Reputation: 17
How would I go about extracting, for each row (there are ~56,000 records in an Excel file) in a specific column, only part of a string? I need to keep all text to the left of the last '/' forward slash. The challenge is that not all cells have the same number of '/'. There is always a filename (*.wav) at the end of the last '/', but the number of characters in the filename is not always the same (sometimes 5 and sometimes 6).
Below are some examples of the strings in the cells:
cloch/51.wav
grand/Grand_bombarde/02-suchy_Grand_bombarde/038-D.wav
grand/Grand_bombarde/02-suchy_Grand_bombarde/039-D#.wav
AB_AeolinaL/025-C#.wav
AB_AeolinaL/026-D.wav
AB_violadamourL/rel99999/091-G.wav
AB_violadamourL/rel99999/092-G#.wav
AB_violadamourR/024-C.wav
AB_violadamourR/025-C#.wav
The extracted text should be:
cloch
grand/Grand_bombarde/02-suchy_Grand_bombarde
grand/Grand_bombarde/02-suchy_Grand_bombarde
AB_AeolinaL
AB_AeolinaL
AB_violadamourL/rel99999
AB_violadamourL/rel99999
AB_violadamourR
AB_violadamourR
Can anyone recommend a strategy using R?
Upvotes: 0
Views: 1713
Reputation: 163197
You could start the match with /
followed by 1 or more times any char except a forward slash or a whitespace char using a negated character class [^\\s/]+
Then match .wav
at the end of the string using $
Replace the match with an empty string using sub for example.
[^\\s/]+\\.wav$
See the regex matches | R demo
strings <- c("cloch/51.wav",
"grand/Grand_bombarde/02-suchy_Grand_bombarde/038-D.wav",
"grand/Grand_bombarde/02-suchy_Grand_bombarde/039-D#.wav",
"AB_AeolinaL/025-C#.wav",
"AB_AeolinaL/026-D.wav",
"AB_violadamourL/rel99999/091-G.wav",
"AB_violadamourL/rel99999/092-G#.wav",
"AB_violadamourR/024-C.wav",
"AB_violadamourR/025-C#.wav")
sub("/[^\\s/]+\\.wav$", "", strings)
Output
[1] "cloch"
[2] "grand/Grand_bombarde/02-suchy_Grand_bombarde"

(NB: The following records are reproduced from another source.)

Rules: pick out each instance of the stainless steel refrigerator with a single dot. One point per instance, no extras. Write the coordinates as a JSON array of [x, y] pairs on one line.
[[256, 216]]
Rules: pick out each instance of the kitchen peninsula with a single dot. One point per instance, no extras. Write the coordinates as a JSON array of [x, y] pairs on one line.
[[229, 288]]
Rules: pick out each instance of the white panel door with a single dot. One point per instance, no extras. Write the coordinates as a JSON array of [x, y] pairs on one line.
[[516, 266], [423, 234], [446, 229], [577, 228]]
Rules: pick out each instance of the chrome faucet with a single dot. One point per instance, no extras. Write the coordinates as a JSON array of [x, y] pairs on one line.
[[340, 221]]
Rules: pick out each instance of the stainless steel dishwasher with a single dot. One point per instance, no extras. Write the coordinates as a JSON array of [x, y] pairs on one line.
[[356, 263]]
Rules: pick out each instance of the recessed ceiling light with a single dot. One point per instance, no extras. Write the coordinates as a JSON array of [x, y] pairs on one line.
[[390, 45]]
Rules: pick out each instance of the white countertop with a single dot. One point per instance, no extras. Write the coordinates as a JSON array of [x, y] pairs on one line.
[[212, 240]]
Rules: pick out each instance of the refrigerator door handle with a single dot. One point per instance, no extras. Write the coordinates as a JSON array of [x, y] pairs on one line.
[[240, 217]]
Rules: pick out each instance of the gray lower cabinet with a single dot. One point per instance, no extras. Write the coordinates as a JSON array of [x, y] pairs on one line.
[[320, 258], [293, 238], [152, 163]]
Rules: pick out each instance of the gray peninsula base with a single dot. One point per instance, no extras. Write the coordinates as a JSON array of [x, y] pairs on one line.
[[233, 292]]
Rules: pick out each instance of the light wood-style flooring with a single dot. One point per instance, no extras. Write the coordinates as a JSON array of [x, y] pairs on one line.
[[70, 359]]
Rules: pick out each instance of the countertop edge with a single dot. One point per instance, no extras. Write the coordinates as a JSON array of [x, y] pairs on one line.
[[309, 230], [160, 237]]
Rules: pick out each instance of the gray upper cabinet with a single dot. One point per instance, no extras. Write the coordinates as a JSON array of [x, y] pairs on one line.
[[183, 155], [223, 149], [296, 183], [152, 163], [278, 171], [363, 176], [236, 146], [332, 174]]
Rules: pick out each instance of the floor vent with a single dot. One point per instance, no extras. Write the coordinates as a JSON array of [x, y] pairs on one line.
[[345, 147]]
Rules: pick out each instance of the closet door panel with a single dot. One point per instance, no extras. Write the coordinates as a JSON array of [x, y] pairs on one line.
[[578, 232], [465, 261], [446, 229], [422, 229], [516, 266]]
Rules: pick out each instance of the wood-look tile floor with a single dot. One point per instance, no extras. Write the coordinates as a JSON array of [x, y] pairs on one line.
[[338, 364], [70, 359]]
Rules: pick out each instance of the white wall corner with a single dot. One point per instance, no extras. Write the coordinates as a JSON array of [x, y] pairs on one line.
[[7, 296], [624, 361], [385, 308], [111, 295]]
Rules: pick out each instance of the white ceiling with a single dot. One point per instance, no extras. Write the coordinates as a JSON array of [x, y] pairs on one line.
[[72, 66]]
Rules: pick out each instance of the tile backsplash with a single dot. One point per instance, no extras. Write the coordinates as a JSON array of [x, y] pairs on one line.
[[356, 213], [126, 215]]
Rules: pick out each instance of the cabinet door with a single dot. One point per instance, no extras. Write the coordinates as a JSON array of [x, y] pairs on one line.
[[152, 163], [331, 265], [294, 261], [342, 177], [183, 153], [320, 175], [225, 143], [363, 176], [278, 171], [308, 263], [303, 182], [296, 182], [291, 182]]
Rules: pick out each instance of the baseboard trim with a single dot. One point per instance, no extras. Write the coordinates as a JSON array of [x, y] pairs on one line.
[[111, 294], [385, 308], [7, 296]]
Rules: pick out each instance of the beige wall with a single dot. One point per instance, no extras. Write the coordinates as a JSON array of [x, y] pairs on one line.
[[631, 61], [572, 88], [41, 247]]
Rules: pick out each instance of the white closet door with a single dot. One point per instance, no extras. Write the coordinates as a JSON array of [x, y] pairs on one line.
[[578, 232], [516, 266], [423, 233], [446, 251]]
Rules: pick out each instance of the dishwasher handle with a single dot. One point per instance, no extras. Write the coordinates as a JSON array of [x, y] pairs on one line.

[3] "grand/Grand_bombarde/02-suchy_Grand_bombarde"
[4] "AB_AeolinaL"
[5] "AB_AeolinaL"
[6] "AB_violadamourL/rel99999"
[7] "AB_violadamourL/rel99999"
[8] "AB_violadamourR"
[9] "AB_violadamourR"
Upvotes: 0
Reputation: 8506
You could use
dirname(strings)
If there is no /
, this returns .
, which you could remove afterwards if you like, e.g.:
res <- dirname(strings)
res[res=="."] <- ""
``
Upvotes: 0
Reputation: 854
You can use the stringr
package str_remove(string,pattern)
function like:
str = "grand/Grand_bombarde/02-suchy_Grand_bombarde/038-D.wav"
str_remove(str,"/[0-9]+[-]*[A-Z]*[#]*[.][a-z]+")
Output:
> str_remove(str,"/[0-9]+[-]*[A-Z]*[#]*[.][a-z]+")
[1] "grand/Grand_bombarde/02-suchy_Grand_bombarde"
Then you can just iterate over all other strings:
strings <- c("cloch/51.wav",
"grand/Grand_bombarde/02-suchy_Grand_bombarde/038-D.wav",
"grand/Grand_bombarde/02-suchy_Grand_bombarde/039-D#.wav",
"AB_AeolinaL/025-C#.wav",
"AB_AeolinaL/026-D.wav",
"AB_violadamourL/rel99999/091-G.wav",
"AB_violadamourL/rel99999/092-G#.wav",
"AB_violadamourR/024-C.wav",
"AB_violadamourR/025-C#.wav")
str_remove(strings,"/[0-9]+[-]*[A-Z]*[#]*[.][a-z]+")
Output:
> str_remove(strings,"/[0-9]+[-]*[A-Z]*[#]*[.][a-z]+")
[1] "cloch"
[2] "grand/Grand_bombarde/02-suchy_Grand_bombarde"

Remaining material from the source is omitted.